Well duh. I'd say most folks of even average intelligence sorted this out in 1999. But that's not who we're concerned about, right? We're concerned about those people who worry, sometimes legitimately, that someone who is too sharp, too prone to reflection, might be a bad leader. I know several people who chose Bush in the past election for that reason, because Bush was more clearly a man of action while Kerry was a peripatetic milquetoast, and with that reductive fallacy firmly in place it's not an unreasonable position.

If you read the rest of the newspaper in which Robinson's column is published, you might notice that our president, the self-styled man of action, is currently splitting his time between 11th-hour attempts to pass a clumsy facsimile of his number one legislative priority from seven years ago and unsuccessfully trying to fend off the consequences of his rash actions from four years ago, with only his disturbing penchant for secrecy and the crass chutzpah of his cabinet to defend himself. THERE IS A LESSON TO BE LEARNED HERE, FOR ANYONE WITHOUT SUFFICIENT FORESIGHT TO HAVE SEEN THIS PATHETIC SET OF EVENTS LUMBERING DOWN THE PIKE.

I know, I shouldn't berate anyone whose mind I hope to change, but any of my fellow citizens who care so little about this country that they would let New Haven's most famous town drunk play at being president for two whole terms can go to hell. I know full well who I need to fight to defend the American ideal, and they're not carrying Korans or wearing suicide belts, because freedom and the equality of man do not fear violence or difference of opinion. Fair, open government and the pursuit of the realization of the unapproached limits of human potential are not threatened by bullets, shrapnel, or the contradictory dogma born of ancient fairy tales. Justice and peace are not antagonistic to oppression and war, they are different and superior animals that need to shake off the latter pair, not just be presented as alternatives. But the perversion of these ideas through Orwellian doublespeak and the secret and gradual erosion of legal protections by someone in whom the nation's trust has been misplaced, that's dangerous.

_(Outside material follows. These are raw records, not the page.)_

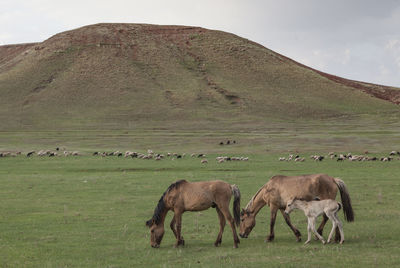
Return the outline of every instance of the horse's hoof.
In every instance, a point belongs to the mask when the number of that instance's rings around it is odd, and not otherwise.
[[[238,245],[233,245],[233,248],[238,248]]]
[[[216,246],[216,247],[219,247],[220,245],[221,245],[221,241],[214,243],[214,246]]]
[[[265,238],[264,242],[272,242],[274,241],[274,237],[273,236],[267,236],[267,238]]]
[[[325,244],[326,244],[326,241],[325,241],[325,240],[322,240],[322,244],[325,245]]]
[[[306,242],[304,242],[304,245],[307,245],[308,243],[310,243],[310,240],[307,240]]]
[[[344,243],[344,240],[340,241],[340,244],[341,244],[341,245],[343,245],[343,243]]]
[[[297,237],[296,242],[301,242],[301,237]]]

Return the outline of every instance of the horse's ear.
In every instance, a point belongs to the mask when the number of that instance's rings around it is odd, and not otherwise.
[[[240,211],[240,216],[244,215],[244,209],[242,208],[242,211]]]
[[[314,197],[313,200],[315,200],[315,201],[321,201],[321,199],[320,199],[318,196]]]
[[[146,226],[150,228],[153,225],[153,223],[154,223],[154,220],[150,219],[150,220],[146,221]]]

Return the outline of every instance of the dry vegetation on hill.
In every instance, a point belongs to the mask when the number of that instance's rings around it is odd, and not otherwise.
[[[396,88],[330,76],[196,27],[96,24],[0,46],[0,130],[381,120],[398,117],[398,100]]]

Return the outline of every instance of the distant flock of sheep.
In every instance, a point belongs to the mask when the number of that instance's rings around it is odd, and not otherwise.
[[[332,159],[336,161],[382,161],[389,162],[394,159],[400,160],[400,152],[391,151],[389,156],[368,156],[368,152],[365,152],[364,155],[353,155],[351,153],[347,154],[335,154],[334,152],[328,153],[327,156],[324,155],[310,155],[310,159],[313,161],[322,161],[324,159]],[[304,162],[306,159],[304,157],[300,157],[299,155],[290,154],[288,157],[279,157],[279,161],[295,161],[295,162]]]
[[[22,155],[22,152],[0,152],[0,157],[15,157],[18,155]],[[29,151],[26,153],[26,157],[32,157],[32,156],[48,156],[48,157],[55,157],[55,156],[81,156],[81,154],[78,151],[66,151],[65,148],[56,148],[55,151],[53,150],[40,150],[38,152],[36,151]],[[120,151],[114,151],[114,152],[93,152],[91,155],[93,156],[101,156],[101,157],[108,157],[108,156],[116,156],[116,157],[125,157],[125,158],[138,158],[138,159],[154,159],[154,160],[162,160],[162,159],[181,159],[186,157],[186,154],[178,154],[178,153],[166,153],[166,154],[160,154],[160,153],[154,153],[152,150],[147,150],[147,153],[139,153],[139,152],[132,152],[132,151],[126,151],[125,153],[122,153]],[[202,164],[207,164],[208,160],[206,158],[206,155],[203,153],[192,153],[190,155],[192,158],[200,158]],[[216,157],[216,161],[218,163],[223,163],[223,162],[228,162],[228,161],[248,161],[248,157],[243,157],[243,156],[218,156]]]
[[[0,152],[0,157],[15,157],[18,155],[22,155],[22,152]],[[56,148],[56,150],[40,150],[38,152],[36,151],[29,151],[26,153],[27,157],[31,156],[48,156],[48,157],[54,157],[54,156],[80,156],[82,155],[78,151],[66,151],[65,148]],[[162,160],[165,158],[169,158],[172,160],[175,159],[181,159],[186,157],[186,154],[178,154],[178,153],[166,153],[166,154],[160,154],[160,153],[154,153],[152,150],[147,150],[147,153],[139,153],[139,152],[132,152],[132,151],[126,151],[125,153],[122,153],[120,151],[114,151],[114,152],[93,152],[93,156],[101,156],[101,157],[107,157],[107,156],[117,156],[117,157],[125,157],[125,158],[138,158],[138,159],[154,159],[154,160]],[[208,160],[206,158],[206,155],[203,153],[199,154],[191,154],[190,157],[192,158],[201,158],[201,163],[202,164],[207,164]],[[382,161],[382,162],[389,162],[392,160],[400,160],[400,152],[399,151],[391,151],[389,153],[389,156],[382,156],[382,157],[376,157],[376,156],[369,156],[368,152],[365,152],[363,155],[353,155],[351,153],[347,154],[336,154],[334,152],[328,153],[328,155],[310,155],[310,159],[313,161],[323,161],[324,159],[331,159],[331,160],[336,160],[336,161]],[[243,156],[217,156],[215,160],[218,163],[223,163],[223,162],[229,162],[229,161],[248,161],[248,157],[243,157]],[[294,161],[294,162],[304,162],[306,161],[305,157],[301,157],[296,154],[289,154],[287,157],[279,157],[279,161]]]

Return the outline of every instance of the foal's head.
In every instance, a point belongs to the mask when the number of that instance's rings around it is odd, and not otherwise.
[[[242,212],[240,212],[240,237],[247,238],[254,226],[256,226],[254,213],[250,213],[247,209],[242,209]]]
[[[299,202],[301,202],[300,199],[291,198],[286,204],[285,213],[289,214],[290,212],[292,212],[293,209],[299,208],[299,206],[298,206]]]
[[[150,245],[159,248],[164,236],[164,224],[156,224],[154,219],[150,219],[146,222],[146,226],[150,228]]]

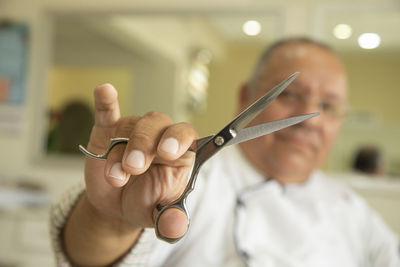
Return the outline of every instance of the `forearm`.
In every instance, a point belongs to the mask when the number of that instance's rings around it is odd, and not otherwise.
[[[124,255],[140,236],[114,219],[100,215],[83,193],[73,209],[63,232],[63,242],[70,260],[84,266],[102,266]]]

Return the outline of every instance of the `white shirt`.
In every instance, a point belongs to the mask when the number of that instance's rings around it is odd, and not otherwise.
[[[52,208],[58,266],[71,266],[60,233],[80,192],[67,192]],[[305,183],[282,186],[234,146],[202,167],[188,208],[182,240],[171,245],[145,229],[116,265],[400,267],[397,237],[354,192],[319,171]]]
[[[157,240],[149,266],[400,267],[398,239],[355,193],[321,172],[282,186],[235,147],[202,167],[188,206],[188,233]]]

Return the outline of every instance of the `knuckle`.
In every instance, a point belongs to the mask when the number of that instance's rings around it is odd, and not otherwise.
[[[135,125],[137,124],[138,117],[137,116],[130,116],[125,117],[119,120],[118,126],[116,128],[116,134],[124,136],[128,136],[130,132],[135,129]]]
[[[195,128],[193,127],[193,125],[191,125],[190,123],[187,122],[180,122],[178,124],[180,127],[185,128],[185,129],[189,129],[191,131],[196,131]]]
[[[134,133],[150,133],[154,127],[155,123],[153,120],[142,117],[136,122]]]
[[[192,126],[187,123],[187,122],[178,122],[177,124],[175,124],[177,127],[182,127],[182,128],[191,128]]]
[[[190,136],[193,136],[197,138],[199,134],[197,133],[196,128],[193,127],[193,125],[187,123],[187,122],[180,122],[175,125],[176,131],[178,133],[185,133],[185,136],[189,134]]]
[[[149,111],[146,114],[144,114],[144,117],[158,117],[158,116],[162,116],[161,114],[163,114],[163,113],[160,111],[152,110],[152,111]]]
[[[151,138],[148,134],[144,132],[135,132],[131,136],[132,142],[134,144],[140,145],[140,147],[151,147],[155,143],[155,140]]]
[[[143,132],[149,135],[159,135],[170,125],[169,116],[156,112],[153,115],[145,115],[136,122],[135,132]]]
[[[171,117],[168,114],[165,114],[160,111],[147,112],[143,117],[149,118],[152,120],[162,120],[162,121],[168,121],[168,122],[172,121]]]

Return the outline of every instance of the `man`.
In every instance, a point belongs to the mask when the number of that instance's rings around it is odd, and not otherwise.
[[[189,198],[188,232],[181,211],[160,217],[164,236],[186,233],[174,245],[156,240],[148,228],[156,205],[182,192],[197,133],[157,112],[120,118],[115,89],[97,87],[88,150],[103,153],[111,137],[130,141],[106,162],[87,158],[86,190],[53,210],[60,262],[67,255],[88,266],[399,266],[398,241],[381,219],[317,171],[347,104],[345,70],[329,48],[306,39],[273,45],[242,86],[238,111],[296,71],[296,80],[252,124],[321,115],[226,148],[207,162]]]

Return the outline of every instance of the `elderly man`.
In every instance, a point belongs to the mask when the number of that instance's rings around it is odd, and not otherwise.
[[[270,47],[240,91],[238,112],[284,78],[296,80],[252,124],[319,111],[320,116],[224,149],[201,170],[189,198],[192,214],[160,216],[158,203],[182,192],[197,138],[186,123],[162,113],[121,118],[116,90],[95,89],[89,151],[111,137],[129,137],[106,162],[87,158],[86,189],[53,209],[61,263],[101,266],[400,266],[398,240],[353,192],[319,166],[338,135],[346,109],[346,73],[326,46],[291,39]],[[81,194],[80,194],[81,193]],[[73,207],[73,208],[72,208]]]

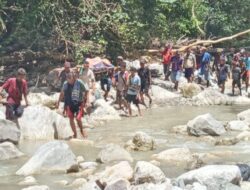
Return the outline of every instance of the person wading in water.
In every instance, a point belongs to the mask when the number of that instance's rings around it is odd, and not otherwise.
[[[57,108],[63,98],[70,126],[74,133],[73,138],[77,137],[76,125],[74,121],[75,118],[77,125],[80,128],[81,135],[83,138],[87,138],[87,132],[83,129],[81,119],[84,115],[84,106],[89,102],[89,90],[81,80],[76,79],[76,74],[73,72],[70,72],[67,75],[67,81],[63,84]]]
[[[23,114],[23,107],[21,106],[22,97],[24,97],[25,104],[28,106],[28,86],[25,80],[26,71],[23,68],[18,69],[16,78],[8,79],[3,86],[0,87],[0,93],[6,90],[8,93],[7,102],[1,102],[6,106],[6,119],[18,124],[18,118]]]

The presidential contest that is currently idling its engines on the editorial pages of the country's newspapers is a rare and readily seizable opportunity for this country to awake from the binary electoral nightmare that has gripped it for at least a decade now, a chance for the populace to cast off the learned helplessness so expertly exploited by our twin tormentors and to firmly place the word "representative" back in front of "government" instead of "Red" or "Blue." We can't do that by tossing the top job into a crowd of vultures and standing back to see which one is cutthroat enough to seize it, we need to, as one nation, indivisible, pick an exceptional person from among our ranks and send him or her to Washington armed with our hopes and needs and shackled to our highest expectations. It is un-American to do any less, no matter how much the Republican and Democratic political consultants have lowered the bar.